EconSouth Stiff Headwinds Blow Through Retail Spaces

Across the Southeast, vacant retail space and empty parking lots are a reminder of the consumer spending and development boom that preceded the recession.

In "Stiff Headwinds Blow Through Retail Spaces," featured in the second quarter 2010 issue of EconSouth, staff writer Charles Davidson explores the reasons behind the region's vacant shopping centers. Some of the reasons are relatively straightforward, he says, while others are more subtle, but what it really boils down to is a mismatch between supply and demand.

A plentiful supply of financing and strong consumer spending helped fuel the boom in retail real estate, and the recession reversed these trends. Other factors are also affecting the region's shopping centers, Davidson notes, including shifting patterns in shopping and traffic. For instance, consumer preferences are leaning away from enclosed shopping malls in favor of "lifestyle centers" modeled after traditional downtowns.

The troubled retail property market has put the region's lenders, especially community banks, under pressure.
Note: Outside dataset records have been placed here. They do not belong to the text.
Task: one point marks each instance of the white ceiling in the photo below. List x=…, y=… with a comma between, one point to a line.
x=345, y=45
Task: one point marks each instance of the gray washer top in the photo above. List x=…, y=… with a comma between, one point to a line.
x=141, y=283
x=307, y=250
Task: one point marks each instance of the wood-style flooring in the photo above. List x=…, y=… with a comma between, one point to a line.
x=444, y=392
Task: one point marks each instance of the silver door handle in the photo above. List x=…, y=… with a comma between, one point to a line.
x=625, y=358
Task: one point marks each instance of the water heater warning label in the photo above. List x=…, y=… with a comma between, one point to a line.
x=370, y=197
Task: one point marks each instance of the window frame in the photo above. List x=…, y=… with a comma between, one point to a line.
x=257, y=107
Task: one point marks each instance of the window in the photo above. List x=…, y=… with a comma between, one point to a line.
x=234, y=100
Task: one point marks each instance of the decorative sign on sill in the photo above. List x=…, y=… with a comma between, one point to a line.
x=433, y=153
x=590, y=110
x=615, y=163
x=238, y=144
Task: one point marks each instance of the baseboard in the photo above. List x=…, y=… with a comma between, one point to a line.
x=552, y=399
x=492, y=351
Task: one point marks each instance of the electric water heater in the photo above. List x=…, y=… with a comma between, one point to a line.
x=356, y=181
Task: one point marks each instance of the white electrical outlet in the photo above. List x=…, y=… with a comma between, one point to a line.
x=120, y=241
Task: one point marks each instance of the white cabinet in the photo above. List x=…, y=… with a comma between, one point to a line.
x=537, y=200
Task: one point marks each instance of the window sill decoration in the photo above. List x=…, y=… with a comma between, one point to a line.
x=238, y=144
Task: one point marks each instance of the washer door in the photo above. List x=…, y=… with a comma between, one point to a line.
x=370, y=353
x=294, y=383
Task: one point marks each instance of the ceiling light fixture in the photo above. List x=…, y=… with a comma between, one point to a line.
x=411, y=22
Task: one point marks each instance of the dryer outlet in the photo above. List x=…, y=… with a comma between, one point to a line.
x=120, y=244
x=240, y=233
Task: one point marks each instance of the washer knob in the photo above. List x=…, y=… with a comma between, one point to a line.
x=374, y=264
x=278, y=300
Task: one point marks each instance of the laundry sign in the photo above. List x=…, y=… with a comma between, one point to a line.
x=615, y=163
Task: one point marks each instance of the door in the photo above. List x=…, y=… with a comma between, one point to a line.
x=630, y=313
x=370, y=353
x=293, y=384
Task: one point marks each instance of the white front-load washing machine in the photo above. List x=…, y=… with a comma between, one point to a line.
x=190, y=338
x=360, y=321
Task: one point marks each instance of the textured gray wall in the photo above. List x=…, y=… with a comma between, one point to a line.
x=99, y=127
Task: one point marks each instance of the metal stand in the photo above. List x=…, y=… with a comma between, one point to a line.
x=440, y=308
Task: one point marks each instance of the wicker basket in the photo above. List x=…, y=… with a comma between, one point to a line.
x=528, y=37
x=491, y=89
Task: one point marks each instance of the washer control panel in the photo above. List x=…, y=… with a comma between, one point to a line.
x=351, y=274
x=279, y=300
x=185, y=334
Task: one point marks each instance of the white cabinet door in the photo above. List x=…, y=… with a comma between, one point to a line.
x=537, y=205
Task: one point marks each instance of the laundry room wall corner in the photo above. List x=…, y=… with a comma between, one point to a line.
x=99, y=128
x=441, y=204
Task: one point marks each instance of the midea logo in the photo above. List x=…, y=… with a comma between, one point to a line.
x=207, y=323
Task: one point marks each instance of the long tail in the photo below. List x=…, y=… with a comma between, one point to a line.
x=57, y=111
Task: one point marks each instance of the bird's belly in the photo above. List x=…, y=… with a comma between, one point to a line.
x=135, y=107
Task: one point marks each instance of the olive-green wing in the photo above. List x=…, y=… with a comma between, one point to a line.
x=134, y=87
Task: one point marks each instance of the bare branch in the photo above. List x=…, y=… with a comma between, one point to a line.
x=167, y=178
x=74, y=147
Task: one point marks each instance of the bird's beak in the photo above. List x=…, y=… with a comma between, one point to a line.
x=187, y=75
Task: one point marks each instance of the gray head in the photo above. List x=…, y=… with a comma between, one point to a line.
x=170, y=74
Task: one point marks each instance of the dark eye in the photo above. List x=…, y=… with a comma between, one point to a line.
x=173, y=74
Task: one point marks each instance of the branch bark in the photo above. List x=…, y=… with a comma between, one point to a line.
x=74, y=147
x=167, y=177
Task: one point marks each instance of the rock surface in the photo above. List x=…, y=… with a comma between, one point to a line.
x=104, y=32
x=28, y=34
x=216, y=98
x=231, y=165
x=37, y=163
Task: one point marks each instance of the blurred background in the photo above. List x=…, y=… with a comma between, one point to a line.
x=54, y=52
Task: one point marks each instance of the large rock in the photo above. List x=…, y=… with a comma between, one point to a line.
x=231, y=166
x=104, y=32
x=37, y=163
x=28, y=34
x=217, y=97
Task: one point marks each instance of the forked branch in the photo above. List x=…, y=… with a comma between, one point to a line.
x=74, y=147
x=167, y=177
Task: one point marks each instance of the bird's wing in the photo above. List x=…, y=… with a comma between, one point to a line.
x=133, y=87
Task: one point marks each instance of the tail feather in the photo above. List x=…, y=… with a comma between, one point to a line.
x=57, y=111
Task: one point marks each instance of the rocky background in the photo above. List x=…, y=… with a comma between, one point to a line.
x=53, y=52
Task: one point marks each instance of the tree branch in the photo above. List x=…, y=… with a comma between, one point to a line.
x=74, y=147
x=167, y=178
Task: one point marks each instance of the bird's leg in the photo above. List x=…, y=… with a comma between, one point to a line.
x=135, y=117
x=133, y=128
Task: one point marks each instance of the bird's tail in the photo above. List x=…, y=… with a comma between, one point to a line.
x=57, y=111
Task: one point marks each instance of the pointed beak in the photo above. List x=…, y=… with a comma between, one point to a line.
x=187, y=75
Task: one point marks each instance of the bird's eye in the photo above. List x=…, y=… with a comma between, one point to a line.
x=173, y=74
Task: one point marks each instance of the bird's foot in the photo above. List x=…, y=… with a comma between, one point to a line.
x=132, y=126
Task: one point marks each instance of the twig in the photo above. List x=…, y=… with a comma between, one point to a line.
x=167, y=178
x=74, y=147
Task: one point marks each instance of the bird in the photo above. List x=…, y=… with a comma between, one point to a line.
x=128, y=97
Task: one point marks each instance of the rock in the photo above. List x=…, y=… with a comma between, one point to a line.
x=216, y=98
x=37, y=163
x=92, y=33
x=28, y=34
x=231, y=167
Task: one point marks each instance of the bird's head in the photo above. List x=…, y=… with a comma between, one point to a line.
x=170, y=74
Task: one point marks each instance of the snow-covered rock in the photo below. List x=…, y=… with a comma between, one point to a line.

Falling retail rents have depressed values at a time when many loans will soon come due. As a result, some borrowers may have difficulty refinancing their loans. A wave of loan losses could be troublesome for the region's banks that engaged heavily in commercial real estate lending.

As a result of the commercial real estate challenges, many banks have tightened their standards on CRE loans, says Davidson, causing even solid projects to be put on hold due to lack of financing. But given the current glut of retail space, the reduction in new properties coming on board is actually a good thing, according to industry experts.

Improving economic conditions will also go a long way to restore the balance between supply and demand, says Davidson. Improvements in the employment situation and stronger consumer spending will help boost retailers' fortunes. Despite some early signs of recovery, he says, "the forlorn parking lots and hollow retail shells appear likely to be with us for some time."